When you were growing up, did you ever play the name game? The modern data organization has something similar, and it’s called the “Bad Data Blame Game.” Unlike the name game, however, the Bad Data Blame Game is played when data downtime strikes and no amount of rhyming and dancing can save the day.
當您長大時,您玩過名字游戲嗎? 現代的數據組織也有類似的東西,它被稱為“不良數據責備游戲”。 但是,與名稱游戲不同,當數據停機時會玩壞數據責備游戲 罷工,沒有任何押韻和跳舞可以挽救一天。
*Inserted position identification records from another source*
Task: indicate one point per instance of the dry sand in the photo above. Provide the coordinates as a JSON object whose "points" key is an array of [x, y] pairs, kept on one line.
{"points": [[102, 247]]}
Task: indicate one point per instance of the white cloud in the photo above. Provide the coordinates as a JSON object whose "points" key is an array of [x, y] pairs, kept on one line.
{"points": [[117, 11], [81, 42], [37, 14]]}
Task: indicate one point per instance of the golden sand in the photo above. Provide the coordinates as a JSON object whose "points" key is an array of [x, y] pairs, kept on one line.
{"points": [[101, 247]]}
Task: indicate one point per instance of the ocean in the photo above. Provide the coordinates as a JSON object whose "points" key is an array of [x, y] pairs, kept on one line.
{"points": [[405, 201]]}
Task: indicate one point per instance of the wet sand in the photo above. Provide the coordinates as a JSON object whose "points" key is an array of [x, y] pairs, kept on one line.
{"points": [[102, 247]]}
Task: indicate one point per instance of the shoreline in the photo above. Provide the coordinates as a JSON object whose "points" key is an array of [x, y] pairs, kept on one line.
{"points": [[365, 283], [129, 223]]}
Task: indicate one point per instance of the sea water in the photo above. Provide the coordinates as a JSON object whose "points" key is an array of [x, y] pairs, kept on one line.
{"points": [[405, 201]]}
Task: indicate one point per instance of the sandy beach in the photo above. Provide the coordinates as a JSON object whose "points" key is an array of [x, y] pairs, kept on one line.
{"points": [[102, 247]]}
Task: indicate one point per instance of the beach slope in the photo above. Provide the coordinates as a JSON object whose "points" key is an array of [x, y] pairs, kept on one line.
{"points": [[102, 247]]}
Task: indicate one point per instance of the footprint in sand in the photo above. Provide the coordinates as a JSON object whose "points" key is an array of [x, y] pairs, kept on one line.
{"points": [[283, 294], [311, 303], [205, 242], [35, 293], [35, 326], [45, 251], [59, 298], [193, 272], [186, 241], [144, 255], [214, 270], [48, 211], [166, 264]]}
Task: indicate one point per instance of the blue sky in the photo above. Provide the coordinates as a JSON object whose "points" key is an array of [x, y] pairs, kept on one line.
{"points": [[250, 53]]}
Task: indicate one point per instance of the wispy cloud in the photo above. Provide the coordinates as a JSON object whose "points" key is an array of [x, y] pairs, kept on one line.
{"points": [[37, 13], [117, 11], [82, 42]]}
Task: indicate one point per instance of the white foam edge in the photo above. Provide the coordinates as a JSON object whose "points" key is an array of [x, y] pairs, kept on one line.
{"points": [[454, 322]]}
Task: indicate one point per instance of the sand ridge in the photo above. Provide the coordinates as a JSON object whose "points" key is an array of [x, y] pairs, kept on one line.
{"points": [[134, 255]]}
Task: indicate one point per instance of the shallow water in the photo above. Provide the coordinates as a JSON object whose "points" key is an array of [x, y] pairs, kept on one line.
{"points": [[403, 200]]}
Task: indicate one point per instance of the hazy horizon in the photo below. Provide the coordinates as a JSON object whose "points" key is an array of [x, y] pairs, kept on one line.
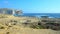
{"points": [[32, 6]]}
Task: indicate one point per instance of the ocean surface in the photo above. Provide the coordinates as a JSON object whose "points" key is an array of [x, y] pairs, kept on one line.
{"points": [[51, 15]]}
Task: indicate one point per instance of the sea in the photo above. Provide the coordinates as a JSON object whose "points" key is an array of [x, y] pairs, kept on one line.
{"points": [[51, 15]]}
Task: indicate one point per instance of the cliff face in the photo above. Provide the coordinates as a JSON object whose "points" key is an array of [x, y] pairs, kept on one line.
{"points": [[9, 11]]}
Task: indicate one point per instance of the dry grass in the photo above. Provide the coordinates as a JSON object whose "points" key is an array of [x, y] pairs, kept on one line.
{"points": [[18, 29]]}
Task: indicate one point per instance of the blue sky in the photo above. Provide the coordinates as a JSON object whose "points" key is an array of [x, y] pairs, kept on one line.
{"points": [[32, 6]]}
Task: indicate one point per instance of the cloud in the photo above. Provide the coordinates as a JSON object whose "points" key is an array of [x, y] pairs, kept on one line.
{"points": [[6, 2]]}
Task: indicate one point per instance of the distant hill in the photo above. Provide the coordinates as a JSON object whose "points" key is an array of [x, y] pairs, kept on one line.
{"points": [[10, 11]]}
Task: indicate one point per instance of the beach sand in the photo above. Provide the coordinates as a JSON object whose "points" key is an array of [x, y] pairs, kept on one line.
{"points": [[17, 29]]}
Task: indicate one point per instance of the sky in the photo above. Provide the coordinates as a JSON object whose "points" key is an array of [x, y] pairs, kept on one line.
{"points": [[32, 6]]}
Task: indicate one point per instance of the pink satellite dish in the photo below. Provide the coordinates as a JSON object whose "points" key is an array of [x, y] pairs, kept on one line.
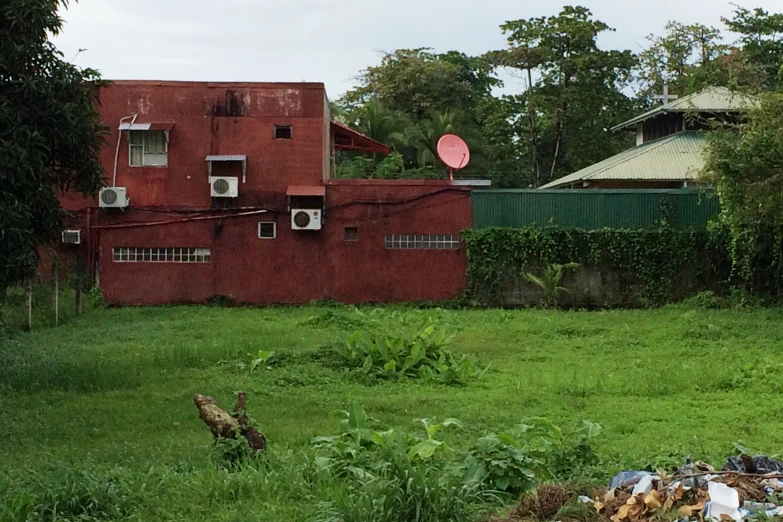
{"points": [[453, 152]]}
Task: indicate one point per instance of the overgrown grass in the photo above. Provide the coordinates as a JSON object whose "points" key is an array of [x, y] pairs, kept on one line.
{"points": [[98, 421]]}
Data downtime refers to periods of time when your data is partial, erroneous, missing, or otherwise inaccurate, and nine times out of ten, you have no idea what caused it. All you know is that it’s 3 a.m., your CEO is pissed, your dashboards are wrong, and you need to fix it — stat.
數據停機時間是指數據不完整,錯誤,丟失或以其他方式不準確的時間段,十分之九,您不知道是什么原因造成的。 您所知道的是現在是凌晨3點,您的CEO生氣,您的儀表板錯誤,您需要修復它-統計信息。
After speaking to over 200 data teams, we’ve identified the major data personas involved in the Bad Data Blame Game. Maybe you recognize one or two?
在與200多個數據團隊進行了交談之后,我們已經確定了Bad Data Blame游戲中涉及的主要數據角色。 也許您認識一兩個?
In this article, we’ll introduce these roles, zero in on their hopes, dreams, and fears, and share our approach to conquering data reliability at your company.
在本文中,我們將介紹這些角色,零落他們的希望,夢想和恐懼,并分享我們在貴公司征服數據可靠性的方法。
首席數據官 (Chief Data Officer)
This is Ophelia, your Chief Data Officer (CDO). Although she’s probably not (wo)manning your company’s data pipelines or Looker dashboards, Ophelia’s impact is hitched to the consistency, accuracy, relevance, interpretability, and reliability of the data her team provides.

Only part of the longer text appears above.